Software Development Engineer, Windows Services, Microsoft 2011 - 2015
Built the primary contact data store powering Skype, Hotmail/Outlook.com, and Windows clients, serving hundreds of thousands of requests per second over EAS, REST, and SOAP.
- Owned all REST APIs for reading and writing contact data.
- Shipped Contact Sync, EAS extensions, Skype Push APIs, and the back-compatibility model.
- Owned Sandbox, a library for standardized third-party contact and activity integrations consumed by multiple platforms.

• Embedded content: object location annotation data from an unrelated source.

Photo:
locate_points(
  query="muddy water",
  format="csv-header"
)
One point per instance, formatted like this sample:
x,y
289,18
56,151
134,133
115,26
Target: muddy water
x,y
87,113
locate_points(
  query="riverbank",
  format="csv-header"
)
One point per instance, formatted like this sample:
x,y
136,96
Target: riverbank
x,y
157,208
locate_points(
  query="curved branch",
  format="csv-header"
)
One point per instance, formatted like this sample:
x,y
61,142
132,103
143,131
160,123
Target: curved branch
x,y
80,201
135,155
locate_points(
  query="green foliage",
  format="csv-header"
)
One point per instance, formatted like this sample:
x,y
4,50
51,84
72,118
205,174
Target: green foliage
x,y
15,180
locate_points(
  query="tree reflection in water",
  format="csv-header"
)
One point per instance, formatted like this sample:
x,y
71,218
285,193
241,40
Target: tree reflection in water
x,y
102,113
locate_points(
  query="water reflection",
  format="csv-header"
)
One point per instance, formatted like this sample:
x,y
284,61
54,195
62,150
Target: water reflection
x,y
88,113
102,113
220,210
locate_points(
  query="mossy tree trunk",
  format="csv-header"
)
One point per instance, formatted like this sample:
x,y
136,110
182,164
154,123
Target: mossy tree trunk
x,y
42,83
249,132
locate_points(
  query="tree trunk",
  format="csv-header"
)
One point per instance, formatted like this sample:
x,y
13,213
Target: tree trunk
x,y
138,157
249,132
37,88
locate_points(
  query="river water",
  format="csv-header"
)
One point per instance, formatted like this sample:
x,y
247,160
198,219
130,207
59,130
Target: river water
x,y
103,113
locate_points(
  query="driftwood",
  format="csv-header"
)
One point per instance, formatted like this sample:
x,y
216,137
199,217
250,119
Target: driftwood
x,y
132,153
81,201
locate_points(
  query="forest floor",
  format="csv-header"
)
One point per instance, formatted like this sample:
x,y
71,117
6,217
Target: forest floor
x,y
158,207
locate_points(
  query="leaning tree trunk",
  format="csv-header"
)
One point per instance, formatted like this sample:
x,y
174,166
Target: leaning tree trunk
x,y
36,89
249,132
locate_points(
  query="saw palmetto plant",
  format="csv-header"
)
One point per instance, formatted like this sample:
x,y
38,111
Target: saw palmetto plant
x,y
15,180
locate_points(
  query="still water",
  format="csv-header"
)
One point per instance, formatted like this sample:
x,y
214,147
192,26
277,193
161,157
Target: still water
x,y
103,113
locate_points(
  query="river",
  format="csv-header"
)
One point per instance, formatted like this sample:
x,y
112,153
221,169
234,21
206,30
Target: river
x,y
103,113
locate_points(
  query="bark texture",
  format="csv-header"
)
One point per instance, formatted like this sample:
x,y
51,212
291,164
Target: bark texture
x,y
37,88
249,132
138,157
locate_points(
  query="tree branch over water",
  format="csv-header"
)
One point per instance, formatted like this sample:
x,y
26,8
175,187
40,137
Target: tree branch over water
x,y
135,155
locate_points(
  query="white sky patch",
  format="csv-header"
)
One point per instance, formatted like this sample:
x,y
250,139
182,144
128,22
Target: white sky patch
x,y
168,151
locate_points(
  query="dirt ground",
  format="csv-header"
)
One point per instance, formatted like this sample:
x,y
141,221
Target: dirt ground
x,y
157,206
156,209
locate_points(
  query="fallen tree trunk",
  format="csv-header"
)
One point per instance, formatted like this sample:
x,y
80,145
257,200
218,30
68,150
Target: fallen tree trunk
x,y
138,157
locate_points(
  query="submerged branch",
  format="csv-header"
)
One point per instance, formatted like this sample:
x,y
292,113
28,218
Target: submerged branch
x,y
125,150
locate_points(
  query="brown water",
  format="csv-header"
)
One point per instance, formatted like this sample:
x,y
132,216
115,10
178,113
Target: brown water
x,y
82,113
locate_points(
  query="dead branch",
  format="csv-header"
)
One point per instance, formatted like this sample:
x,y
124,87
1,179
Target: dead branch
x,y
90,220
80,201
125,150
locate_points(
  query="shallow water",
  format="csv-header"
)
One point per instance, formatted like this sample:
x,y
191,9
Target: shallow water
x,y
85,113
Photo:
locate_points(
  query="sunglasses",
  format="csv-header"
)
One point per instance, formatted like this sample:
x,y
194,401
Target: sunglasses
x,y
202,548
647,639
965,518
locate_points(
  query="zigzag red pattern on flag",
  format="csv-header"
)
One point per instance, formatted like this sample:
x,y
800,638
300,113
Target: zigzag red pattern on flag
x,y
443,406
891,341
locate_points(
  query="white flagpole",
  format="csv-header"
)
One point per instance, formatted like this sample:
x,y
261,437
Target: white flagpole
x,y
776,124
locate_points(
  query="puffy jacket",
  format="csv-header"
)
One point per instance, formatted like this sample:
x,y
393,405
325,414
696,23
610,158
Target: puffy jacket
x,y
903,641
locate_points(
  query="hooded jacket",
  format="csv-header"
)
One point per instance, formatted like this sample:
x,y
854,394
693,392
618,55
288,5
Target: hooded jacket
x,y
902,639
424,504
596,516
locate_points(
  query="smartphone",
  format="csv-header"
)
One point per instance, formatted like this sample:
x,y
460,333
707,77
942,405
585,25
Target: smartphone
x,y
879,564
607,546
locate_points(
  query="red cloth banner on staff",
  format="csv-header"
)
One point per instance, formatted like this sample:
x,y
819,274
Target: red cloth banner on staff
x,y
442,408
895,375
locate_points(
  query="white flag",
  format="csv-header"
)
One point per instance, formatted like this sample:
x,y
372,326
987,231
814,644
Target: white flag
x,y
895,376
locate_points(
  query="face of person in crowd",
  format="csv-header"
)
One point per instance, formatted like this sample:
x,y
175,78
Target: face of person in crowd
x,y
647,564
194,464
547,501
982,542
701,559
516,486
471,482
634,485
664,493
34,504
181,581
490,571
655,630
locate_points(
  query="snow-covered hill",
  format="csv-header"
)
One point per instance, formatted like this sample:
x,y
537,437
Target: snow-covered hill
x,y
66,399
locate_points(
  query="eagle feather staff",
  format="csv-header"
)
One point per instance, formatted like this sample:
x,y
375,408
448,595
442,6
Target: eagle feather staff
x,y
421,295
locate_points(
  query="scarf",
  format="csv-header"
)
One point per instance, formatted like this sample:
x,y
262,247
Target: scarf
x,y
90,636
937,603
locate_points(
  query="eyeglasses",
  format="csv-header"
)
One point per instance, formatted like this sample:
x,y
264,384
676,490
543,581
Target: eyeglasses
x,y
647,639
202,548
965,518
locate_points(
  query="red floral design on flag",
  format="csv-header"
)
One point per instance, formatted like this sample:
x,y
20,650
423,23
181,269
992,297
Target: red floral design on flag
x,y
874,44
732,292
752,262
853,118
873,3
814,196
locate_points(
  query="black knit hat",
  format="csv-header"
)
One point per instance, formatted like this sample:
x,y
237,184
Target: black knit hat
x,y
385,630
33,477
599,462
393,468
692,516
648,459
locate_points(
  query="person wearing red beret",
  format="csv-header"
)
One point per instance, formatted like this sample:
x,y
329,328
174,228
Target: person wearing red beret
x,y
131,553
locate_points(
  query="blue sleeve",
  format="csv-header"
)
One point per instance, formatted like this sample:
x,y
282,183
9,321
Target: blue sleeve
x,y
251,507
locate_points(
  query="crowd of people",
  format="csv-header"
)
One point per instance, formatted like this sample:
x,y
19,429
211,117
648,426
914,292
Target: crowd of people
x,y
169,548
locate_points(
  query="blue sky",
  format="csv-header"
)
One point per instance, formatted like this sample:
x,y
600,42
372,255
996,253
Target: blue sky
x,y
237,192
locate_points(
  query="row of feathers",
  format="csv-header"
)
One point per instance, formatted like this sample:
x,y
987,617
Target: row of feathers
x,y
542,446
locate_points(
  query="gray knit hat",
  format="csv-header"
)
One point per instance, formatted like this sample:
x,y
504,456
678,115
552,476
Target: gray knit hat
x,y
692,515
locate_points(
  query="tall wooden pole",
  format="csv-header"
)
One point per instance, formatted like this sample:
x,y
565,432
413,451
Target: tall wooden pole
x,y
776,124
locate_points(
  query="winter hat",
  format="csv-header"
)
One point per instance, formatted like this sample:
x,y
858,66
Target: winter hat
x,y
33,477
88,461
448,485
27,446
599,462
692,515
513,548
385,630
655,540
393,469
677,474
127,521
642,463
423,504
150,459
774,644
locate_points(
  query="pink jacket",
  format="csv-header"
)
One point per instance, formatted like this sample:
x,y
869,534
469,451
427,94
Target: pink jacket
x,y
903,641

Associate Software Engineer, Nokia India Pvt. Ltd. 2008 - 2009
- Improved media playback performance on high-resolution devices and contributed to Touch Keypad and OVI Media Player development.
- First-ever recipient of Nokia's Water Tight Quality Champion award; also received an Outstanding Contribution Award.
Software Engineering Intern, IBM Software Labs 2007
- Built internal PHP/MySQL and WebSphere tools for employee surveys and server IP allocation tracking.
Education
Georgia Institute of Technology, M.S. Computer Science 2009 - 2011
- GPA: 3.66
- Coursework: Advanced Operating Systems, Algorithms, Computer Networks, AI, HCI, Mobile Applications and Services
M. S. Ramaiah Institute of Technology, B.E. Computer Science and Engineering Bangalore, India
- Graduated First Class with Distinction, 73.0% aggregate, top 10% of class
Research and Publications
Georgia Tech CERCS Research Group Faculty: Ada Gavrilovska
- Built a QoS-aware scheduler for the integrated cryptographic accelerator on Intel's EP80579 SoC.
- Co-author, "A Split-Driver Approach to SoC Virtualization - Challenges and Opportunities," 5th International Symposium on Embedded Multicore SoCs (MCSoC-10).